Verso Francavilla-Benevento, parla Auteri: “Sono sereno. E’ stata una buona settimana di lavoro”

Ecco alcune affermazioni di mister Auteri alla vigilia del match contro la Virtus Francavilla. 

Pastina è un ragazzo che ha qualità e per crescere ha bisogno anche di consigli. Nel frattempo gli abbiamo teso una mano, partendo da alcuni principi che per il Benevento sono sacri. Ci piace tendere una mano anche verso chi ha sbagliato. Speriamo che non ci deluda ma è un ragazzo che ha personalità. Anche lui farà parte della difesa.

Capellini lo abbiamo gestito un paio di giorni per una botta che aveva preso. Ora sta bene. Terranova si è allenato totalmente per tutta la settimana. Ha recuperato. Le condizioni di Pastina sono discrete. La mia intenzione è quella di riportare Berra a destra.

Sono contento perché è stata una buona settimana di lavoro. Mi auguro di vedere una crescita. Sono sereno. Partiamo sempre da alcuni concetti.

Ciano e Ciciretti stanno crescendo.

Marotta e Ferrante mi sono piaciuti. C’è abbondanza ma la partita è fatta di tante gare all’interno della stessa. Ancora non ho deciso nulla. Non ho preclusioni verso nessuno.

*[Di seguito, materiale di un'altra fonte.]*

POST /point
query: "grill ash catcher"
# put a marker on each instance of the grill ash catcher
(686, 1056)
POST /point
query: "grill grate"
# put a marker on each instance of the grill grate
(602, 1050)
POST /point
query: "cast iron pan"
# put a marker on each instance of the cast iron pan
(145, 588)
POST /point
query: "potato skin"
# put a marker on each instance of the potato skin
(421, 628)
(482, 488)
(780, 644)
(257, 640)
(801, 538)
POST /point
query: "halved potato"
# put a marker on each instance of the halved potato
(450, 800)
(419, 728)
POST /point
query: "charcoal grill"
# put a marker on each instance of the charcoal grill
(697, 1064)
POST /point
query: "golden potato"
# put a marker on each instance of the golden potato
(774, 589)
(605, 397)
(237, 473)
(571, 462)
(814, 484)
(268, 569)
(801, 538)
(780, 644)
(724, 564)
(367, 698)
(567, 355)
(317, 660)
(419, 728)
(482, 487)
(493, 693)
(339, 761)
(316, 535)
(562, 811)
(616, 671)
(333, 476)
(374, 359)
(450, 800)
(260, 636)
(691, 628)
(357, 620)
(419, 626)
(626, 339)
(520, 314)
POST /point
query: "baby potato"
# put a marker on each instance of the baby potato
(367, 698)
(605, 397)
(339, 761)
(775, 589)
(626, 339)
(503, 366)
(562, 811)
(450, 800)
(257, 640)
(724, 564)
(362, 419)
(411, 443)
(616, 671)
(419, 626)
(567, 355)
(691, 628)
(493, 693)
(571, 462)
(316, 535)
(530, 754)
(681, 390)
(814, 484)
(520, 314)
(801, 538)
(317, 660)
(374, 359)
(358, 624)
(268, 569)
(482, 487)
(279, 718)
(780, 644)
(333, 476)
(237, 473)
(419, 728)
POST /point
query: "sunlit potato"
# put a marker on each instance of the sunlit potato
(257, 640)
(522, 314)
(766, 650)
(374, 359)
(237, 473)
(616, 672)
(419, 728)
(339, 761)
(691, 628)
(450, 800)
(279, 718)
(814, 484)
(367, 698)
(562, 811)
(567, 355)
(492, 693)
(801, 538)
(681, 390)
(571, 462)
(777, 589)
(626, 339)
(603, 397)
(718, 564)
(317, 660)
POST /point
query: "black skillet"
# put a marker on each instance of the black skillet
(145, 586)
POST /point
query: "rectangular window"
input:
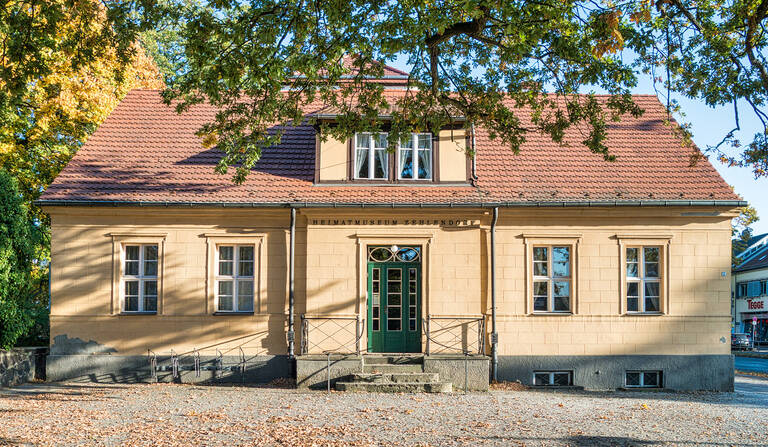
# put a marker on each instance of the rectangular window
(234, 278)
(552, 278)
(415, 157)
(553, 378)
(371, 157)
(643, 266)
(643, 379)
(139, 278)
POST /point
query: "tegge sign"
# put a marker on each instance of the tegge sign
(753, 304)
(391, 222)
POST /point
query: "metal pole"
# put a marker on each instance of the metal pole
(494, 334)
(291, 298)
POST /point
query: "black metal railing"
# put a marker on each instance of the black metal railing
(331, 334)
(454, 335)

Kubica ha una grande fisicità e una tecnica discreta. Altri ruoli non li può interpretare perchè ha caratteristiche diverse. Ognuno può decidere di andare o restare, ma io alleno tutti nella stessa maniera. Talia lo conoscevo, ha ampi margini di miglioramento. Non so se giocherà. E’ uno dei dubbi che mi porto dietro.

Domani dobbiamo raccogliere ciò che abbiamo seminato in settimana. Si va a giocare su un campo sintetico, particolare, contro una squadra che è in difficoltà per quanto riguarda la classifica, ma è una società ben strutturata verso una dimensione medio-alta. Non è facile, abbiamo grande rispetto e vogliamo giocarcela. 

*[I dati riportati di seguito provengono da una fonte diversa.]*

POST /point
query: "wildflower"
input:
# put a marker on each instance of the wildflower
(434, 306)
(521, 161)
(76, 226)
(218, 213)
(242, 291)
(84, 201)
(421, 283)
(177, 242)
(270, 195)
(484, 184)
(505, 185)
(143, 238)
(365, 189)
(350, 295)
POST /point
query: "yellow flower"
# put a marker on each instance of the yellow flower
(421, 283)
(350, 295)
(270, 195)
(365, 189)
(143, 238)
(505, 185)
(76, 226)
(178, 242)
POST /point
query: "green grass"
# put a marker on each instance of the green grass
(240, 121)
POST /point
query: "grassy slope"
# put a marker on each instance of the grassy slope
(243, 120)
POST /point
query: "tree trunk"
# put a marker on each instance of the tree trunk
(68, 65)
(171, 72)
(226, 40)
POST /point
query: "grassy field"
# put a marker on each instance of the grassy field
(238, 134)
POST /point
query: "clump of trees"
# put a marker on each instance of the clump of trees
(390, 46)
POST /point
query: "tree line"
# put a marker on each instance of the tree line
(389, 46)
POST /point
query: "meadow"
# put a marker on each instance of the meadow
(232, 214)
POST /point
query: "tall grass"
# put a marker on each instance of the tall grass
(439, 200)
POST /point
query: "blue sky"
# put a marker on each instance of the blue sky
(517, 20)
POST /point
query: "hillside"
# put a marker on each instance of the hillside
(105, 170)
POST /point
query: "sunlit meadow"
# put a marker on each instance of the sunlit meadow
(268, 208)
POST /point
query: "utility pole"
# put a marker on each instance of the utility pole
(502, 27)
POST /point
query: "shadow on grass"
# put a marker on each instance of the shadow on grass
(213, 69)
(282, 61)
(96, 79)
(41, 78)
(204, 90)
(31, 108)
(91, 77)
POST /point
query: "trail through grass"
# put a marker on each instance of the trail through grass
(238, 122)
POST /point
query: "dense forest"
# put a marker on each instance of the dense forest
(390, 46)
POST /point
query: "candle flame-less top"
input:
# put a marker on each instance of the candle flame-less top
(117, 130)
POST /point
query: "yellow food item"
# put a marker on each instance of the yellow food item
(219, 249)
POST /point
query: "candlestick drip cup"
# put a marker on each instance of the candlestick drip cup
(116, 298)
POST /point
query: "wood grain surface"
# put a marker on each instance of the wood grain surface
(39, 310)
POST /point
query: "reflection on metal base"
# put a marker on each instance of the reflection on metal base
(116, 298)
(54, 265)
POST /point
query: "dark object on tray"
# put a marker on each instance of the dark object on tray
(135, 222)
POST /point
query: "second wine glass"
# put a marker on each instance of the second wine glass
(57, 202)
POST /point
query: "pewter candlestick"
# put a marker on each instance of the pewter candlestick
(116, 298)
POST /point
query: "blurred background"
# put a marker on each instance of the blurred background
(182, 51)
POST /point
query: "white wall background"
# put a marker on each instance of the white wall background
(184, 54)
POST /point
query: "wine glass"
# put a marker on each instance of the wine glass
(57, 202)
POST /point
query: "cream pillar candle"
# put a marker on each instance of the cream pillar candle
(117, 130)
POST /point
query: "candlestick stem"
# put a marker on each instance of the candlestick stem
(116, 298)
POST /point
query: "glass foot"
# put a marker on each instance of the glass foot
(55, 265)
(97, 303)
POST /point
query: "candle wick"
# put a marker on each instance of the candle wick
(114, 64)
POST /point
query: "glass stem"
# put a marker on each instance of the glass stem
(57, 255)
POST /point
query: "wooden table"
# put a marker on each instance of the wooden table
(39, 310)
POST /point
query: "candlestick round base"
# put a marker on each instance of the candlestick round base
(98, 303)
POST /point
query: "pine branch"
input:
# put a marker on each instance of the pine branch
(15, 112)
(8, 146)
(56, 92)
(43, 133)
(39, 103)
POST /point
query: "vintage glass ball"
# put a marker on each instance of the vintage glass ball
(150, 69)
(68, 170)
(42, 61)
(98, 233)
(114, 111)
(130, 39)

Il nostro presidente vorrebbe di più da parte di tutti. Questa è una cosa che deve spronarci. 

Noi non giochiamo con i tre attaccanti perché i due esterni devono essere interscambiabili e non dare punti di riferimento. Bisogna sfruttare gli spazi, indipendentemente dalle posizioni. Questo vale per chiunque, che sia Ciano o qualcun altro. 

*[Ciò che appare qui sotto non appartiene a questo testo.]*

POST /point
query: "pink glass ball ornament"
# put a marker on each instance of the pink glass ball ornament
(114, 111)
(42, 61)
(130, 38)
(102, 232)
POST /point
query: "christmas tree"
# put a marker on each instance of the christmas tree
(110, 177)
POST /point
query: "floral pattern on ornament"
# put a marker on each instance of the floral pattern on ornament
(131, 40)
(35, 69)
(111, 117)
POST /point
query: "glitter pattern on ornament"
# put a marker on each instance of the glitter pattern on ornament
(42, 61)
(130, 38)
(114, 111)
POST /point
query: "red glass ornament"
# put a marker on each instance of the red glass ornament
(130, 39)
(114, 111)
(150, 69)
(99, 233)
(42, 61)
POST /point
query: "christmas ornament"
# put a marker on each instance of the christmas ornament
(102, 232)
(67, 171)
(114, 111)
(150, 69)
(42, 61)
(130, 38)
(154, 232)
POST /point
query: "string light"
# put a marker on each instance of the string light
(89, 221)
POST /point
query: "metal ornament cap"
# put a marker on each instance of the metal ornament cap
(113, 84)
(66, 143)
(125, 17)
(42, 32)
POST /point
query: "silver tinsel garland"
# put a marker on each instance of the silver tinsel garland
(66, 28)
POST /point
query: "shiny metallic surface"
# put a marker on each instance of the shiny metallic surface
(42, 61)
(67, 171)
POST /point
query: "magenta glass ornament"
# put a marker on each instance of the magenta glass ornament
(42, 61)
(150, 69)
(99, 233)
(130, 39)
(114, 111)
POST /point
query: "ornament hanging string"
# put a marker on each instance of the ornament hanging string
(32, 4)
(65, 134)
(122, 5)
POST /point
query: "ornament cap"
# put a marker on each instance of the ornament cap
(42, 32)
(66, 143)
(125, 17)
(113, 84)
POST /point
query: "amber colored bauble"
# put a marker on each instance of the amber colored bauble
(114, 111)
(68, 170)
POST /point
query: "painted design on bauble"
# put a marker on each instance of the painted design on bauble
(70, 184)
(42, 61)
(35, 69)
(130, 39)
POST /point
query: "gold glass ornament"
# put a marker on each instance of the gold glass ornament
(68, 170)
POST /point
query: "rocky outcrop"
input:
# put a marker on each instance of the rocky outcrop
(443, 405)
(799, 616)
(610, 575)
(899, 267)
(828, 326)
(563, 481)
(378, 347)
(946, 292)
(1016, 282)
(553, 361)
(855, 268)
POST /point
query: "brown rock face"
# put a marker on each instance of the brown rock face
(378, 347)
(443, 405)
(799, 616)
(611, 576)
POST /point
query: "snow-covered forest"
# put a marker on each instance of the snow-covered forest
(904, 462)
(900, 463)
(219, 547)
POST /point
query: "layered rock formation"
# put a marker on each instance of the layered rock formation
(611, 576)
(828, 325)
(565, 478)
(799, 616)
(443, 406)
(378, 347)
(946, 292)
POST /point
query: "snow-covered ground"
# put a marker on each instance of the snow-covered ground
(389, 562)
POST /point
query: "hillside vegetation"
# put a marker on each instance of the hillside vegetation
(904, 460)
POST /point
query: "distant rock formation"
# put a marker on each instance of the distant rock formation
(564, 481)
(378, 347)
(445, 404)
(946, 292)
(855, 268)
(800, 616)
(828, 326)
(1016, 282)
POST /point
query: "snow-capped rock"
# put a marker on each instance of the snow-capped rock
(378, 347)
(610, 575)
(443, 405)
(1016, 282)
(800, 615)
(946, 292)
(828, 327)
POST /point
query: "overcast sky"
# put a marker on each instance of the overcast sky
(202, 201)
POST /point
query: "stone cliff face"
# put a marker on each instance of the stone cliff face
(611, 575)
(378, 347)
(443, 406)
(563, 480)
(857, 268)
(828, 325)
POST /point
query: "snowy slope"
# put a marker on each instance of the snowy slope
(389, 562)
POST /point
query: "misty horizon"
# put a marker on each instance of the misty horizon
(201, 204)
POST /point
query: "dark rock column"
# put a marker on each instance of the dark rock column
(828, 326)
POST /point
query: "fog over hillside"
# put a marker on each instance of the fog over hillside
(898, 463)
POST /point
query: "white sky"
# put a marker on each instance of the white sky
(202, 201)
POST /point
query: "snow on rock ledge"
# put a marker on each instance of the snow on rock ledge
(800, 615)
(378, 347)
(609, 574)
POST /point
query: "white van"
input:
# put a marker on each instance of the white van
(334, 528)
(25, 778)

Karic mi sembra un po’ meno coinvolto rispetto agli altri ma aspetto sempre le risposte del campo. Non gli sto dando delle colpe, sia chiaro.

Simonetti è molto duttile. Come lui, nella mia carriera ne ho visti pochi. Potrebbe giocare sull’esterno, pur sapendo che non può garantire la copertura di Improta.  In ogni caso deve essere l’allenatore a capire il momento della gara”.